| You still have not got it right. This is an old class of problem, documented since the 1960s. It's nothing to do with types. It's nothing to do with what language one uses (since it has been documented in languages as diverse as RPG and Pascal). It's the use of unexplained constant literals. M. Poettering was in fact doing the right thing and correcting the problem, replacing the unexplained constant literals written by M. Sievers ("mode > 0") with named constants ("mode != MODE_INVALID"). It is an example of the problem, one of whose symptoms is the question "Well which of these is the specific constant and which just happens to also be that number?", that M. Poettering missed a "mode > 0" that also needed replacing. Make no mistake. M. Poettering was actually applying the long-time well-understood fix for this. Here's Ted Holt talking about unexplained constant literals in RPG 4: * https://www.itjungle.com/2004/08/18/fhg081804-story01/ This same problem, and the approach of turning unexplained literals into named constants to improve maintainability, is explained all over the place, from William Allan Wulf's Fundamental structures of computer science published in 1983, through Niklaus Wirth in the 1975 Proceedings of the IEEE Conference on Reliable Software and Clark and Horning in a SIGPLAN paper in September 1973, to several of Gary Cornell's books on QuickBASIC and Visual BASIC in the 1990s. This is not a new thing, not language-specific, (clearly!) not addressed by changing language, nor addressed by types. |
(1) Where ints (or some other enumerable value unrelated to the problem domain) are used in place of self-describing enumerations because of lack of type system support for enums.

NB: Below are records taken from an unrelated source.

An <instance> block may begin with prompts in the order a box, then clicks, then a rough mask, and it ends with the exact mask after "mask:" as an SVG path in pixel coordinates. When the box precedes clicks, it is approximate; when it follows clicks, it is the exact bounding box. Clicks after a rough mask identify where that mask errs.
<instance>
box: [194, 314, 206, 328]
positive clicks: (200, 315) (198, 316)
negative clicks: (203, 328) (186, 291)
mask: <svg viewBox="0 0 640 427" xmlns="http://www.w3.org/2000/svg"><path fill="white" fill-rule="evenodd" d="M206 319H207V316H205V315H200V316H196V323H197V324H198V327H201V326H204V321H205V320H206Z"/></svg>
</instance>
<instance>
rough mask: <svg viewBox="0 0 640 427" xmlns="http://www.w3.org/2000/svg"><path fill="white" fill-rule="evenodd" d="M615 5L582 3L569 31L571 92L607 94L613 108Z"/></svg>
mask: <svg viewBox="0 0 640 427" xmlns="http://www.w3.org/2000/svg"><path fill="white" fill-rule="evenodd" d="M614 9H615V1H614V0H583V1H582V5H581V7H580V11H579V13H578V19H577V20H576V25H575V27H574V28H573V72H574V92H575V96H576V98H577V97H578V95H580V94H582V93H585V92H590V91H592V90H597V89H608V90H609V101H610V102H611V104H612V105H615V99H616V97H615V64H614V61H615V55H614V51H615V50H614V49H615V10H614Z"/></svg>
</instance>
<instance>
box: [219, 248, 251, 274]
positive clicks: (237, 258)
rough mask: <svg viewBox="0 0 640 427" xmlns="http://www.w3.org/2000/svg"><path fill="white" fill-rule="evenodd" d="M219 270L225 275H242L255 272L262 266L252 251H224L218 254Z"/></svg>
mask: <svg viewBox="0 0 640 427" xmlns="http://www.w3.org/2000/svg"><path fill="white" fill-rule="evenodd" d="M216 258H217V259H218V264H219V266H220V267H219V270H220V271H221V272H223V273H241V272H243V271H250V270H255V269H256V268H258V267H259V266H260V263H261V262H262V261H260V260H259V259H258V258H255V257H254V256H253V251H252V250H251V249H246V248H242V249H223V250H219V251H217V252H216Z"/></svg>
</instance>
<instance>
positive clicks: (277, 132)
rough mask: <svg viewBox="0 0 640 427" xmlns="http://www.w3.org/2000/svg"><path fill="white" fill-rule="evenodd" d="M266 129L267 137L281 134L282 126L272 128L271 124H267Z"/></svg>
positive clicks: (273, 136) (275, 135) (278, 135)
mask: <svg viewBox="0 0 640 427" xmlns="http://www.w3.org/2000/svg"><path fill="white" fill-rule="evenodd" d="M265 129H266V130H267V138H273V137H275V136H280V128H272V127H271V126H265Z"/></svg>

(2) When values within the domain of a type but outside of the domain that would otherwise be generated are used to signal special situations because of lack of type system support for sum types.
(The main other place that they occur is with "breakpoints" within a domain of a normal type, but even these are arguably a workaround for the absence of the combination of sum types and range-constrained types.)